The Linux installation is as follows:
/dev/hdb1 100 MB /boot
/dev/hdb2 8 MB /home
/dev/hdb3 8 MB /
/dev/hdb4 Extended partition
/dev/hdb5 1 GB Linux swap
/dev/hdb6 100 GB NTFS
The idea was to use the 100 GB partition (/dev/hdb6), which has been formatted with the NTFS (= Windows 2000) file system to store large files under Linux. NTFS file systems cannot be used by Linux yet. The only DOS/Windows filesystem, that is compatible with Linux is FAT32. Unfortunately FAT32 is a quite inefficient system and has a maximal partition size of 32 GB (actually Windows can use FAT partitions up to 127 GB, but it cannot format them itself, one needs a third party utility to format them). Anyhow, Linux can only read and write to FAT partitions up to 32 GB. An additional requirement is that /dev/hdb6 should be mounted to two different mount points. Therefore we have to split this partition into 2 smaller ones. Now this appeared to be impossible under Linux. The reason of this is - like with so many other things that suck - Bill Gates. Similar to his "640KB RAM is enough for everybody" decision, he decided that only four primary DOS-type partitions can be on one physical hard drive. Soon this appeared to be too little and thus a work-around was introduced: "Extended Partitions". One of the four primary partitions of a disk can be a so-called "extended partition" and contain several (actually I think unlimited amount of) logical partitions. Thus in the above layout of the hard disk /dev/hdb partition number 4 (/dev/hdb4) is an extended partition. It contains two logical partitions: /dev/hdb5 and /dev/hdb6. The problem is the following: The Linux utilities cfdisk and fdisk cannot access these two logical partitions separately. If we want to split /dev/hdb6 into two smaller partitions, we first have to delete this partition and then create two new ones in its place. But both cfdisk and fdisk can only delete /dev/hdb4 as a whole. That would delete the Linux swap partition (quite a disaster while you are running the operating system).

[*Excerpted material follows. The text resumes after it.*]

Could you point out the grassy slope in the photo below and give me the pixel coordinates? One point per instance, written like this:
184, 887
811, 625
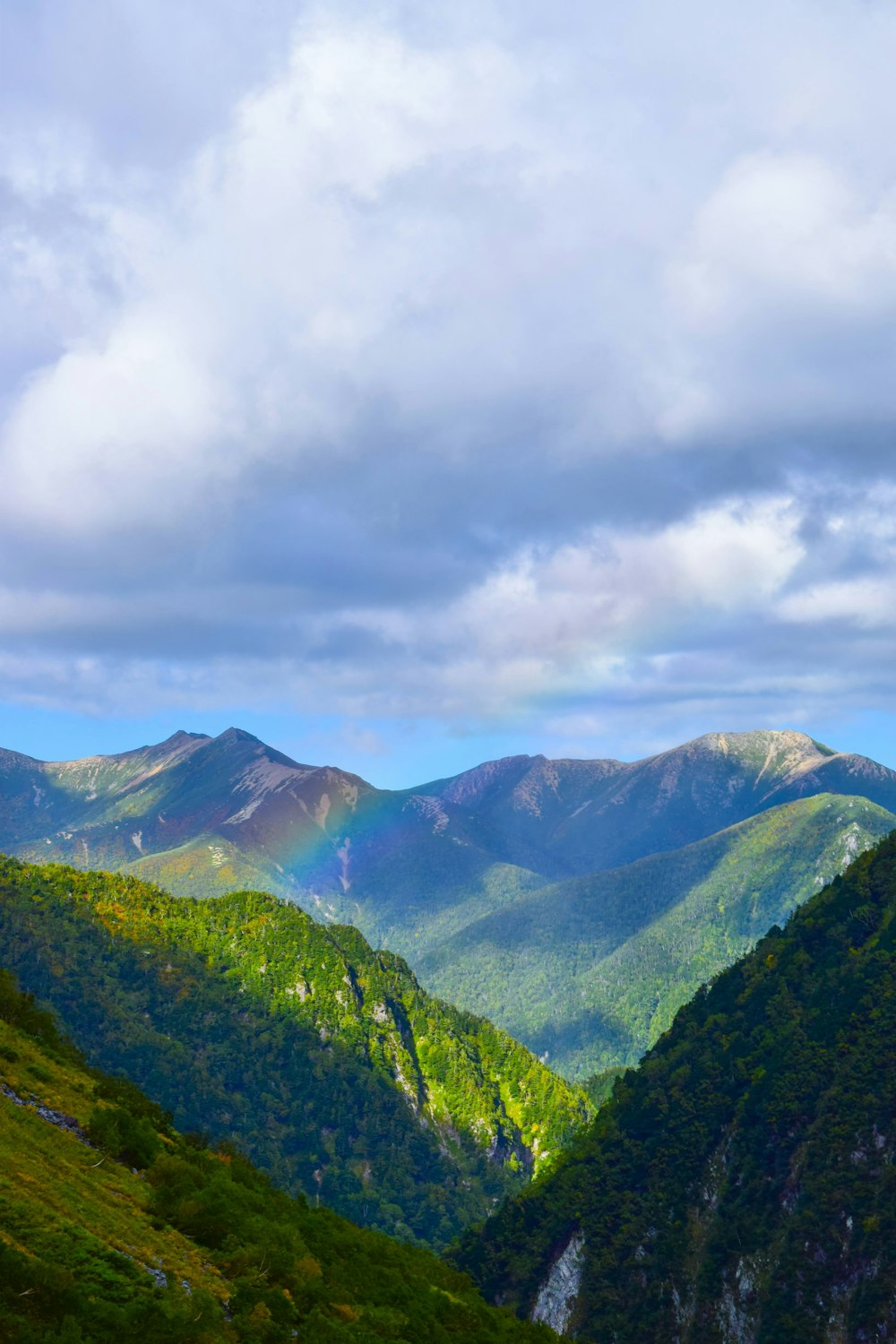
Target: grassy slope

The way how to solve the problem is the following: Boot into Windows 2000, delete the 100 GB NTFS partition and created two smaller ones instead (/dev/hdb6 and /dev/hdb7). You have to format them FAT32 or NTFS as Windows cannot do anything else. If you have Partition Magic 8 or higher (preferably on a boot floppy), you can immediately format the two new smaller partitions as Linux partitions (that is: ext2 or ext3). Reboot into Linux. Funnily when mounting the partitions that were formatted using Partition Magic 8, already 5 percent of the space is already occupied although there are no files anywhere (at least this is what the Hardware Browser/Hard Drives utility shows). To reclaim this lost space you have to reformat them under Linux using the command mkfs.ext3 /dev/hdb6. If you want to use the newest (and probably one of the best) file system for Linux, you can format them with the ReiserFS file system (command: mkfs.reiserfs /dev/hdb6). Reboot and add those partitions into the fstab file to automount them on startup.